Queen's GambitQueen’s Gambit by Elizabeth Fremantle

My rating: 5 of 5 stars

Setting: England, London, Greenwich Palace, Whitehall Palace
Time: 1543-1549

Main characters: Henry VIII, Katherine Parr, Thomas Seymour, Dot Fownten (Dorothy Fountain)- chamberer to Katherine Parr.

First paragraph, Chapter I: “There has been a late snowfall and the covered turrets of Whitehall Palace disappear against a tapioca sky. The courtyard is ankle deep in slush and, in spite of the sawdust that has been strewn in a makeshift path across the cobbles, Katherine can feel the wet chill soaking through her shoes, and the damp edges of her skirts flick bitterly at her ankles. She shivers, hugging her thick cloak tightly about her as the groom helps Meg dismount.”

Favorite lines: “The laughter stops, leaving the room momentarily silent. There is an uncomfortable truth beneath the humor–even the innocent can fall. Meg sits still as a stone with a hand over her mouth. Sister Anne hides her face behind her fan, but her eyes betray her thoughts. If her sister falls, her family will tumble with her. Even Stanhope, who has whinnied laudest of them all, is shut up, though she loathes her brother-in-law and would gladly see him humiliated. Only Elizabeth laughs blithely. Is she too young to understand, or is she as callous as some say?” p. 181

“The women drop into deep curtsies, eyes glued to the floor. He heaves himself into the room and stands in his ermine and his armor of intricately embellished robes, the quilting and gilding and embroidery, and the embarrassingly large codpiece peeking out from the folds of his gown like some monstrous pet.” p. 275

I thought this was a very impressive debut novel. The author’s eye for detail, and her use of only the present tense throughout the book puts you right there in the room. I found it distracting at first, but as I got used to it I liked it. It’s almost like watching a play or reading a script. She deftly conveys the tension of living at court, husband to an unpredictable and dangerous man, the undercurrent of religious conflict and uncertainty, the intrigues of the Howard and Seymour families and the Privy Council, and the parallel story of Dot which gives something of an upstairs/downstairs look at the lives of the nobility and the servants. I read two-thirds of the book before discovering there was an audiobook version (performed by Georgina Sutton) which I have finished – nevertheless, I also plan to finish reading the book so I can continue to savor it!

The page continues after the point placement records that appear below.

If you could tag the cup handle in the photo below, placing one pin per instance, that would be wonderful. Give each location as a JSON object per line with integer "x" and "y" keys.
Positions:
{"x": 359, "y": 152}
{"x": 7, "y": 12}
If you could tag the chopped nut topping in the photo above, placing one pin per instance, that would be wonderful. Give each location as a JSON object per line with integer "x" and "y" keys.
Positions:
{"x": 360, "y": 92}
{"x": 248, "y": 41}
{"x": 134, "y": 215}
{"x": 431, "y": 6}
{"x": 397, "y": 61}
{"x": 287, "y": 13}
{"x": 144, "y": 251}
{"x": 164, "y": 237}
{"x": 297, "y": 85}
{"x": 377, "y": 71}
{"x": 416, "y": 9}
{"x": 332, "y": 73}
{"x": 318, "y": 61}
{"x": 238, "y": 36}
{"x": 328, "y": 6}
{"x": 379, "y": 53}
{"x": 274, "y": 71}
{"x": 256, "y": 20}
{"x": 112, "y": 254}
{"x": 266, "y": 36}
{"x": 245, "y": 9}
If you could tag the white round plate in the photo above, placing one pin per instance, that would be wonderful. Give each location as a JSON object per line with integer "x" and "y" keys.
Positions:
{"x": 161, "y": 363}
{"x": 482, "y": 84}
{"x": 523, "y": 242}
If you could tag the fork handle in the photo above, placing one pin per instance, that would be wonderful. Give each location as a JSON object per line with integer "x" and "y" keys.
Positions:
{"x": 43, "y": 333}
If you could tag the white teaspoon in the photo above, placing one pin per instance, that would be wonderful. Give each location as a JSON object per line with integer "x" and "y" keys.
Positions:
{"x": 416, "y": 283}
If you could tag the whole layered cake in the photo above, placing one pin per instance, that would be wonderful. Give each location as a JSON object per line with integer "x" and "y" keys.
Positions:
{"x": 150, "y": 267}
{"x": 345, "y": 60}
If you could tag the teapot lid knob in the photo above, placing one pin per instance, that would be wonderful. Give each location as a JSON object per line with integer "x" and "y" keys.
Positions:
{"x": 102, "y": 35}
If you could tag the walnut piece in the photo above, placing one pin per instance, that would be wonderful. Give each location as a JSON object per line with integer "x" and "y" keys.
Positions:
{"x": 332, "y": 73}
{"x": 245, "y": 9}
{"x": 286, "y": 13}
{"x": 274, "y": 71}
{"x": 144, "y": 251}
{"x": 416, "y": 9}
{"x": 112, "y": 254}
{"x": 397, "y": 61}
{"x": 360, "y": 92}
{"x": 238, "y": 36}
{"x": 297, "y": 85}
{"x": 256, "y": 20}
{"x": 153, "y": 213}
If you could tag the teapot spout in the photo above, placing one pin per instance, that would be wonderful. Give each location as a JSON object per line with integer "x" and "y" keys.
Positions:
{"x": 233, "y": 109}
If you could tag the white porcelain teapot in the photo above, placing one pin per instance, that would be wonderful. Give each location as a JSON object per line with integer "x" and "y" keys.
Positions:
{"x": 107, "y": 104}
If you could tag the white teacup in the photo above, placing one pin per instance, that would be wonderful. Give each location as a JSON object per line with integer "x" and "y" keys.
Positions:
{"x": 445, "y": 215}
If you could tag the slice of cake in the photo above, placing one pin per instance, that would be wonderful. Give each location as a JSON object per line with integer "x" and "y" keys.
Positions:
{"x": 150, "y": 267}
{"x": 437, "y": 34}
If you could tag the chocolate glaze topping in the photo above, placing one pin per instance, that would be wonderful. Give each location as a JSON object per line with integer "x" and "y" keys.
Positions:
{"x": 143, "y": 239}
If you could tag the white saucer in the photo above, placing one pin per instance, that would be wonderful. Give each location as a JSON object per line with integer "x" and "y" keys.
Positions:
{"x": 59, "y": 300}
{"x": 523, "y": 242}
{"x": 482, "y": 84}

Description: The court of Henry VIII is rife with intrigue, rivalries and romance – and none are better placed to understand this than the women at its heart. Katherine Parr, widowed for the second time aged thirty-one, is obliged to return to court but, suspicious of the aging king and those who surround him, she does so with reluctance. Nevertheless, when she finds herself caught up in a passionate affair with the dashing and seductive Thomas Seymour, she believes she might finally be able to marry for love. But her presence at court has attracted the attentions of another. Captivated by her honesty and intelligence, Henry Tudor has his own plans for Katherine and no one is in the position to refuse a proposal from the king. So with her charismatic lover dispatched to the continent, Katherine must accept the hand of the ailing egotistical monarch and become Henry’s sixth wife – and yet she has still not quite given up on love

About the author: Elizabeth Fremantle holds a first in English and an MA in creative Writing from Birkbeck. As a Fashion Editor she has contributed to various publications including Vogue, Elle, Vanity Fair and The Erotic Review and has had her fiction published in The Mechanic’s Institute Review. She presently works as a reader for Literary Scouts, Anne Louise Fisher Associates, whilst working on a series of novels based around the Tudor court, the first of which is QUEEN’S GAMBIT.